Примерно в то же самое время (ок. 150 г.) Юстин направил императору Антонину Пию свою первую апологию, целью которой было показать, в какой мере христианство совместимо с гражданской жизнью и что христиане, если их не ставить перед необходимостью конфликта со своей совестью, могут быть хорошими гражданами.

Однако это всего лишь одна из возможных тенденций. Хотя Юстин и был крупным апологетом, его позиция не может считаться типичной и образцовой. Необходимо учитывать время, условия и среду, в которых формировалась та или иная позиция. Апологет Татиан, писавший в 165— 170 гг., отстаивал необходимость полного отказа христиан от всех мирских дел, следовательно, и от военной службы, и от участия в войнах, являющихся частью того мира, который следует отвергнуть. Татиан отрицает право воена­чальников командовать людьми так же, как он отвергает богатство, чувственные наслаждения, страх смерти. Перед нами пример аскетической позиции, весьма непохожей на позицию Юстина, учеником которого был Татиан.

Само собой разумеется, что установка на мистический уход от мира не могла снискать в тот момент большую популярность, особенно среди интеллектуальной элиты, образованных христиан.
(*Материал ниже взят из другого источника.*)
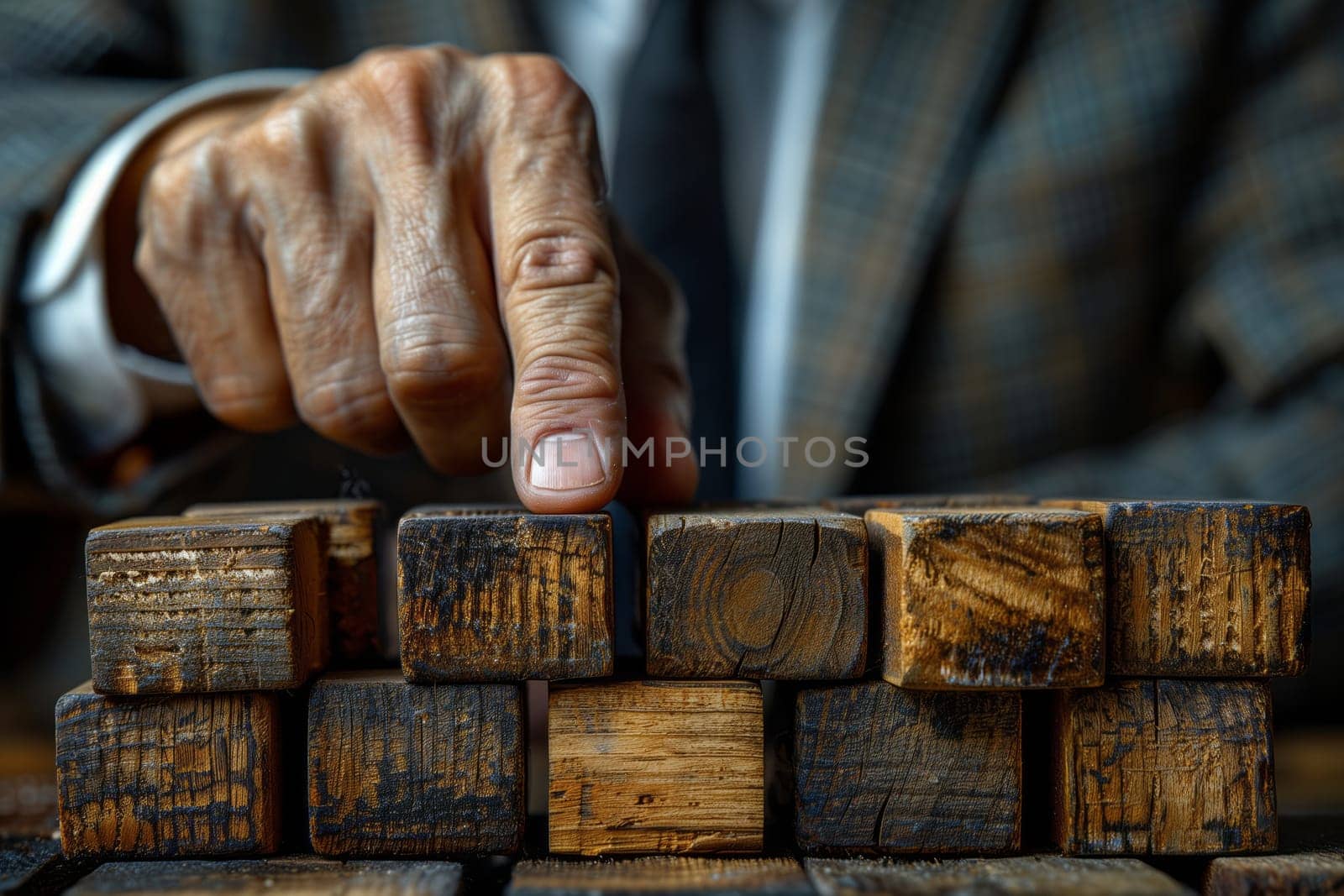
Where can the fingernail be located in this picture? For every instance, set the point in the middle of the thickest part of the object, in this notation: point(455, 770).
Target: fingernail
point(564, 461)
Конечно, им нередко принадлежала руководящая роль относительно широких масс верующих. И тем не менее было бы ошибкой как отождествлять их в целом с этой массой, так и полагать, что мнения того или иного апологета насчет военной службы звучали в социальном вакууме. Нет, эти мнения порой оказывали драматическое воздействие на вполне конкретные ситуации и вполне конкретных людей, уже либо знакомых с христианской проповедью, либо принявших крещение. Эти люди вели борьбу за спасение империи бок о бок со своими языческими товарищами под знаменами, на которых была запечатлена символика «ложных» богов.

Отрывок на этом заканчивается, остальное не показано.